Countrywide has named a senior businesswoman as chair of its controversial remuneration committee which was at the centre of a row last year over executive pay.
The new chair is to be Natalie Ceeney, who takes over the role today.
Ceeney currently leads an independent strategy consultancy practice and chairs a not-for-profit FinTech organisation, Innovate Finance.
After training as a consultant at McKinsey, Ceeney’s career has included being chief executive at three bodies - HM Courts and Tribunals Service, The Financial Ombudsman Service, and The National Archives. She has also been a member of HSBC’s UK executive team “leading digitally-enabled customer-focused change” according to Countrywide.
The role as chair of the remuneration committee shot into prominence last year when, according to Sky News, Ceeney’s predecessor - Cathy Turner - quit following a high profile investor rebellion over a Countrywide executive pay programme.
Under the programme, called the Absolute Growth Plan, Countrywide executive chairman Peter Long could have received stock worth well over £6m.
Two other board executives - Paul Creffield, the group managing director, and chief financial officer Himanshu Raja - could have received shares valued at more than £8m and £7m respectively.
The deal quickly earned the name 'Countrywide Fat Cats' amongst agents working in branches.
However, Countrywide did a U-turn in the light of publicity about the incentive happening at the same time as its Back To Basics programme attempting to attract staff to return to the company.
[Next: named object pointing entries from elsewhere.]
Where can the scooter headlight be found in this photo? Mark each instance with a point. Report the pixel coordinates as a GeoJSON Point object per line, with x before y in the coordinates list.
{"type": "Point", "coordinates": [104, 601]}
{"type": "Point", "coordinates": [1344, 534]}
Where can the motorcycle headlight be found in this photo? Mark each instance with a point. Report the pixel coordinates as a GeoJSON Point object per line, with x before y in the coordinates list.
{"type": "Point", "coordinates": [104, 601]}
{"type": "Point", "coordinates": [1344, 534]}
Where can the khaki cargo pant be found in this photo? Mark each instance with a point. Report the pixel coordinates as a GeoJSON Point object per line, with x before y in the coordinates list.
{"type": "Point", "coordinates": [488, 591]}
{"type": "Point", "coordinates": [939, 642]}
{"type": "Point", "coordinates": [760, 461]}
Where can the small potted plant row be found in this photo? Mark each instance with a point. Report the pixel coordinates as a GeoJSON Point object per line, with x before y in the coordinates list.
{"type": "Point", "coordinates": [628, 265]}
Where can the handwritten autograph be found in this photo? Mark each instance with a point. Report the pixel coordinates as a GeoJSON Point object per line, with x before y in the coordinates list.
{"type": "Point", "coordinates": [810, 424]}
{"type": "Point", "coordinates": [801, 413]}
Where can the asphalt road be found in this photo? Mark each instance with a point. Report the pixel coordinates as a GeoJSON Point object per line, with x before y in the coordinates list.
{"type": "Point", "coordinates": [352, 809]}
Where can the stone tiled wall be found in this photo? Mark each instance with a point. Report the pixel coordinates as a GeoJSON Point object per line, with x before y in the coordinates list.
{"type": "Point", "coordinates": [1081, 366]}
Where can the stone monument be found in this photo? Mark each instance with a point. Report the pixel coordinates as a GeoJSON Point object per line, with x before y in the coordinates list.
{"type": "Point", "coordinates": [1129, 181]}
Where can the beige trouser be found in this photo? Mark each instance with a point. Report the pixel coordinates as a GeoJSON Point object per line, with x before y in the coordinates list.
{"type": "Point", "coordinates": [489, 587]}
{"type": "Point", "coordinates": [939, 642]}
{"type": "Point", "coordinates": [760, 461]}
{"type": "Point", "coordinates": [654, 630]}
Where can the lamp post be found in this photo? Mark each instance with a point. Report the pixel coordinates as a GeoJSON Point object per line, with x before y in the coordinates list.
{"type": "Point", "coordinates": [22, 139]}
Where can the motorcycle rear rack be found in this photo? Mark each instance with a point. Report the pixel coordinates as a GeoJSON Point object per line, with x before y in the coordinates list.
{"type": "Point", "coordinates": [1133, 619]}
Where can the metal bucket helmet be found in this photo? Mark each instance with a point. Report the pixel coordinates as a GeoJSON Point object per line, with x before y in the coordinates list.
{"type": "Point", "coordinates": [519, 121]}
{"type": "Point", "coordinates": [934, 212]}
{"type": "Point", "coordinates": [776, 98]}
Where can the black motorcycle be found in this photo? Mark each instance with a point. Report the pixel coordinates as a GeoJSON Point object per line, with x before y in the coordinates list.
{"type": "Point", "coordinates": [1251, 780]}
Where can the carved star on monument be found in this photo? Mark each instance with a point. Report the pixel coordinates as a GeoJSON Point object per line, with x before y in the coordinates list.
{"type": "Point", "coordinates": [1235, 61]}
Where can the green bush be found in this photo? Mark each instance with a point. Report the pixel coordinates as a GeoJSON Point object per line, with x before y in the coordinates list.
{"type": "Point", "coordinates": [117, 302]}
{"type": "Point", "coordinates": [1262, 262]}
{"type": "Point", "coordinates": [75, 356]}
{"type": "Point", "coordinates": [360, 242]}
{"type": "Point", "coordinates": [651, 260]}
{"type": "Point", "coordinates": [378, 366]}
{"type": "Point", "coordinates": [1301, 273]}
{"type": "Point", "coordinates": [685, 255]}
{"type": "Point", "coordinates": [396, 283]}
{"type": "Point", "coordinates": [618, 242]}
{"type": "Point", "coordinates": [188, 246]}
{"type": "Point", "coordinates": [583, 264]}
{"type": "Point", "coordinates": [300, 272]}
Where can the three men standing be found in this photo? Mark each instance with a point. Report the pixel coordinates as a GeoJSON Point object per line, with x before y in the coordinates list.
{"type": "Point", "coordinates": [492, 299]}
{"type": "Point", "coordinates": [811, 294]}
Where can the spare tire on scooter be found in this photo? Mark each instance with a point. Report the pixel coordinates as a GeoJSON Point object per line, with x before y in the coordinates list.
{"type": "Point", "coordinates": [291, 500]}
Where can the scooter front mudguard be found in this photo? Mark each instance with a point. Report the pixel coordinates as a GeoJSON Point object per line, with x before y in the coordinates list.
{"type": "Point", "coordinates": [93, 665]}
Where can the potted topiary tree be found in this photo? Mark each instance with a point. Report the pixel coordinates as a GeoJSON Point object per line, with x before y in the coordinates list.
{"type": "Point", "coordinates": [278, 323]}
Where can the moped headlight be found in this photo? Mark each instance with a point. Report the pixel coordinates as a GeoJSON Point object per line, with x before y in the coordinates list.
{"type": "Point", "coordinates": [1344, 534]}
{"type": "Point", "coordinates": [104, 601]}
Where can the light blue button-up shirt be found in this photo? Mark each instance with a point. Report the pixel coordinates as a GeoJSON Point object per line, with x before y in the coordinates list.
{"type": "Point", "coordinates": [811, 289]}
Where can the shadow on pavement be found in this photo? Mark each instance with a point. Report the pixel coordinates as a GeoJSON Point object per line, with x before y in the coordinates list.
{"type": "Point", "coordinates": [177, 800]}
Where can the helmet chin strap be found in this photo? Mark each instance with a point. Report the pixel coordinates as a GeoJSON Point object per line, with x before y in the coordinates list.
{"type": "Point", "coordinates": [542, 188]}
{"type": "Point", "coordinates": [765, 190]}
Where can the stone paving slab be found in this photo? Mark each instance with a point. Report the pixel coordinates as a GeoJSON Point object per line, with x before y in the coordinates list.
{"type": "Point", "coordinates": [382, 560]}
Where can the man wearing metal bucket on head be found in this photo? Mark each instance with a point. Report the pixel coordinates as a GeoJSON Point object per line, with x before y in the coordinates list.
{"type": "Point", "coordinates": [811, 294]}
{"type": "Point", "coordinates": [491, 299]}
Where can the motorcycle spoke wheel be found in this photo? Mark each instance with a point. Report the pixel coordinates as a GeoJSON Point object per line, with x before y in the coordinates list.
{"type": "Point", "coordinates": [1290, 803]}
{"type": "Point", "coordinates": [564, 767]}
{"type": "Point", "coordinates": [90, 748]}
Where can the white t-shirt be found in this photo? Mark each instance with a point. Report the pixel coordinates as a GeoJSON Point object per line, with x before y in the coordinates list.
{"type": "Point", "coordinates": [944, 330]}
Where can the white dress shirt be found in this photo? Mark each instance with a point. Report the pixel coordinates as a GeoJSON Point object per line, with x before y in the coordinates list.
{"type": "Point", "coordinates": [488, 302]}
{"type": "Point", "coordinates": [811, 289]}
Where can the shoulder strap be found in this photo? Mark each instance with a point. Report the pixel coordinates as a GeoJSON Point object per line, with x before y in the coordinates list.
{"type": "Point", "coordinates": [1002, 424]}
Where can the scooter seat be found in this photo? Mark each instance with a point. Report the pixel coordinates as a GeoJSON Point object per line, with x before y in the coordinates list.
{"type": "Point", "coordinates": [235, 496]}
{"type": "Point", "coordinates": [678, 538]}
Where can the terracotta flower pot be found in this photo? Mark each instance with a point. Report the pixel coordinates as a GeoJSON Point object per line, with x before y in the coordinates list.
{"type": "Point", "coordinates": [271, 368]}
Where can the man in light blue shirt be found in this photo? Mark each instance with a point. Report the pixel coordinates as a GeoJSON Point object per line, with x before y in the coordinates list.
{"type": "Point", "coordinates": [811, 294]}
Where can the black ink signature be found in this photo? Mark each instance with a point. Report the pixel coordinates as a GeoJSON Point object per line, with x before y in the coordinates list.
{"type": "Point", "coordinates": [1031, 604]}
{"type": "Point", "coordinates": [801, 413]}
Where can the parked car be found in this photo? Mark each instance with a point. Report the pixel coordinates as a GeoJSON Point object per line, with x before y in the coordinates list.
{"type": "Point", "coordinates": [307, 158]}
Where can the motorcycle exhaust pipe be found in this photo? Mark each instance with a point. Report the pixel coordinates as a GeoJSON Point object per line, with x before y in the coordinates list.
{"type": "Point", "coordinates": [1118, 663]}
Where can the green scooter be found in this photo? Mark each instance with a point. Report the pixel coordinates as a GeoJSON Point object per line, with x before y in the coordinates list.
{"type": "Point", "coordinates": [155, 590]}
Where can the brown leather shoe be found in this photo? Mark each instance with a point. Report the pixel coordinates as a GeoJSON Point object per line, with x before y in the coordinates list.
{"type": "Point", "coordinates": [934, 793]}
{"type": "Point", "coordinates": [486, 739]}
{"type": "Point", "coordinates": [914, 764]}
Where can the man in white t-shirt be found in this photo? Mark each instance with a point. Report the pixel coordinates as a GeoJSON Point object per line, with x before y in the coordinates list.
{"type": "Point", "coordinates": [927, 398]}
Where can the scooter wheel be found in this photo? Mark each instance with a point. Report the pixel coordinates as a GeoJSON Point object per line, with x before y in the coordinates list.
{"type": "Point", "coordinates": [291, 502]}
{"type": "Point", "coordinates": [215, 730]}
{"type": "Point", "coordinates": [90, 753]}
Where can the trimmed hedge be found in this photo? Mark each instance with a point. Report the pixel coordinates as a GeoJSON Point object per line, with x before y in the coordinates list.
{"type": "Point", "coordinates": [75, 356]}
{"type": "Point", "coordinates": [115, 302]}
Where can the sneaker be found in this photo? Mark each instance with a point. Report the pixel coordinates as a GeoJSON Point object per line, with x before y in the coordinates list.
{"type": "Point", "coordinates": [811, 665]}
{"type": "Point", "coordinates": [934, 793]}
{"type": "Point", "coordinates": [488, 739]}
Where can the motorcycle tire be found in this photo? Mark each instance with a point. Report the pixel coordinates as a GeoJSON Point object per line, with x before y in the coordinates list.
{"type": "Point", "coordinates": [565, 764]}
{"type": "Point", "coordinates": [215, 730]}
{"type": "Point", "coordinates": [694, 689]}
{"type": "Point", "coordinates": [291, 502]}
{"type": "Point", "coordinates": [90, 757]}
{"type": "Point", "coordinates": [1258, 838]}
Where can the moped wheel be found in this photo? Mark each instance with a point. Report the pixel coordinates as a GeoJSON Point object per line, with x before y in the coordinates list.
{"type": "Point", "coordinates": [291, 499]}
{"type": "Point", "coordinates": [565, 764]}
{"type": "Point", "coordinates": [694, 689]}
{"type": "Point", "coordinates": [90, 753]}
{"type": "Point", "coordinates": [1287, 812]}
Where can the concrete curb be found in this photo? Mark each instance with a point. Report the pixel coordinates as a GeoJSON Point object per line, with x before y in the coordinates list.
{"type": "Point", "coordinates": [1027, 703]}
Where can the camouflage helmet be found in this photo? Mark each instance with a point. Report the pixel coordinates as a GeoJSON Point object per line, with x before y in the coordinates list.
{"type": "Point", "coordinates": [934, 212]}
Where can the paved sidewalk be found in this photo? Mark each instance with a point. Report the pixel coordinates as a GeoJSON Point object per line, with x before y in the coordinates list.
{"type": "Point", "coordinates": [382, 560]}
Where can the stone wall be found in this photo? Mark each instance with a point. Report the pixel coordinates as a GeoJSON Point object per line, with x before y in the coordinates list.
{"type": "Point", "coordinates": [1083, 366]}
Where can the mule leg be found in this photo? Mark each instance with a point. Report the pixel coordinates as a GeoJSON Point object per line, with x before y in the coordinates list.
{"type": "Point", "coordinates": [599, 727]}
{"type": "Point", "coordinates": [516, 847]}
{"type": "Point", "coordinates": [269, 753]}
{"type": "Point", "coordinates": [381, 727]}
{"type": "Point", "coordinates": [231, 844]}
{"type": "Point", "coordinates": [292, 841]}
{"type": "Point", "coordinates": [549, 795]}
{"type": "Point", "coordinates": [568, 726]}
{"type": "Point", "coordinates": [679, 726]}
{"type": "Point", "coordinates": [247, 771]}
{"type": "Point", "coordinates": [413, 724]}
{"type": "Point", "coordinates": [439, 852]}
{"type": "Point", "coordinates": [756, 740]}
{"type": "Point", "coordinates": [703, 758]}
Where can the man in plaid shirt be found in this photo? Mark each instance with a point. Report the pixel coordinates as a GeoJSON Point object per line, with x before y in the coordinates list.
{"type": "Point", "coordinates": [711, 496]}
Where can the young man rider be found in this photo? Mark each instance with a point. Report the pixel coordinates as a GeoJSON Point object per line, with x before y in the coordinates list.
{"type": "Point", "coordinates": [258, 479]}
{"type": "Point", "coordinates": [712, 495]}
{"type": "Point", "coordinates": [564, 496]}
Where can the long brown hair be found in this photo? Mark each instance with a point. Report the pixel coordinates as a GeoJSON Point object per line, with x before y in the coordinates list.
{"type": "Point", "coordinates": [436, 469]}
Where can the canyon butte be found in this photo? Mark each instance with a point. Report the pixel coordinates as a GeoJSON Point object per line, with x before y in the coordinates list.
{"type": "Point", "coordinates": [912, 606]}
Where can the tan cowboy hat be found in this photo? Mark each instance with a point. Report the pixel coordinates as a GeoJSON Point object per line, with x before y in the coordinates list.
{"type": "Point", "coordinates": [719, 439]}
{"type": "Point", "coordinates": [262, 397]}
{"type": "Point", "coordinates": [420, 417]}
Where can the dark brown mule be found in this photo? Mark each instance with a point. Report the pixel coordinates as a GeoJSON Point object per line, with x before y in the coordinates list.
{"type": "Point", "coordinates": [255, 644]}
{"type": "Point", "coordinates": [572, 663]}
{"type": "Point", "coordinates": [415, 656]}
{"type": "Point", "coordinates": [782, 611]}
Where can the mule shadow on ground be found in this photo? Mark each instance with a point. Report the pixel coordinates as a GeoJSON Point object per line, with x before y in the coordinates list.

Media reports suggest that Ridgeway Partners, a search firm, was asked to find a replacement for Turner, who had been on the group's board and chaired its remuneration committee since 2013; Turner finally stood down from the board yesterday, after the company AGM.
Yesterday Countrywide’s share price tumbled once again in the light of its trading statement warning of reduced revenue and profit, which it blamed on Brexit.
It closed almost eight per cent down at just 6.5p as investors reacted to news that the Countrywide group income in the first quarter of 2019 was £140.3m compared with £144.6m for the same period in 2018.
Countrywide had previously reported that for the first half of this year EBITDA - that’s earnings before interest, taxes, depreciation and amortisation - would be down by £3m to £5m. But now the company warns: “We anticipate that H1 adjusted EBITDA will now be around £5m lower year on year.”